Indirect behavioural task performance

The behavioural results for the Arena of Emotions task have been previously reported in a separate study. Reference Rosenblau, Kliemann, Heekeren and Dziobek24 In summary, the indirect task was reliable and sensitive to the mentalising impairments of individuals with autism spectrum disorder. The total autism spectrum disorder group (n = 28) had significantly fewer correct responses than the control group and the autism spectrum disorder group's performance on the task was negatively correlated with autism symptomatology (see Rosenbau et al Reference Rosenblau, Kliemann, Heekeren and Dziobek24 for further details).

fMRI task – behavioural data

To test whether the two experimental conditions (ToM and physical inference) were comparable with regards to task difficulty across all participants, we performed repeated measures ANOVAs separately for accuracy rates and correct reaction time with the within-participant factor condition (ToM/physical inference) and the between-participant factor group (control/autism spectrum disorder). There were no significant differences in accuracy rates (condition: F(1,40) = 2.22, P>0.1) or correct reaction time (condition: F(1,40) = 0.76, P>0.1) between the two conditions. Furthermore, the autism spectrum disorder group showed a trend for lower accuracy on the fMRI task in general (group: F(1,40) = 2.97, P<0.10, ηp 2 = 0.07), but no differences in reaction time (group: F(1,40) = 0.38, P>0.5).
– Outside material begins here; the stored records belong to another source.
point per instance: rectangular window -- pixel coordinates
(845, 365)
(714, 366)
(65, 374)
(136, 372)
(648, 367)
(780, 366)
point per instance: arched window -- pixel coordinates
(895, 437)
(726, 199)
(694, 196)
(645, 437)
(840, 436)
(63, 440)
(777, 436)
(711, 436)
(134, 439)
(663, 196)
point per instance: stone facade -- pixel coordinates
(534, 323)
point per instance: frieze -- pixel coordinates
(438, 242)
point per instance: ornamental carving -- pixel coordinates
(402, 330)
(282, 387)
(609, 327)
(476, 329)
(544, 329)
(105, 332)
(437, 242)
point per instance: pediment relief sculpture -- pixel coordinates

There was no significant interaction between group and condition (ToM/physical inference) for accuracy rates and reaction times (accuracy: condition × group interaction: F(1,40) = 0.58, P>0.50; correct reaction time: condition × group interaction: F(1,40) = 0.14, P>0.50; Table 2). The lack of a significant group × condition interaction suggests that both groups tracked changes in the protagonists' emotional state to a similar extent. Thus, between-group differences in BOLD activation during the ToM condition reflect differences in processing mental states and cannot be accounted for by group differences in task difficulty. See online supplement for additional analysis on accuracy-corrected reaction times.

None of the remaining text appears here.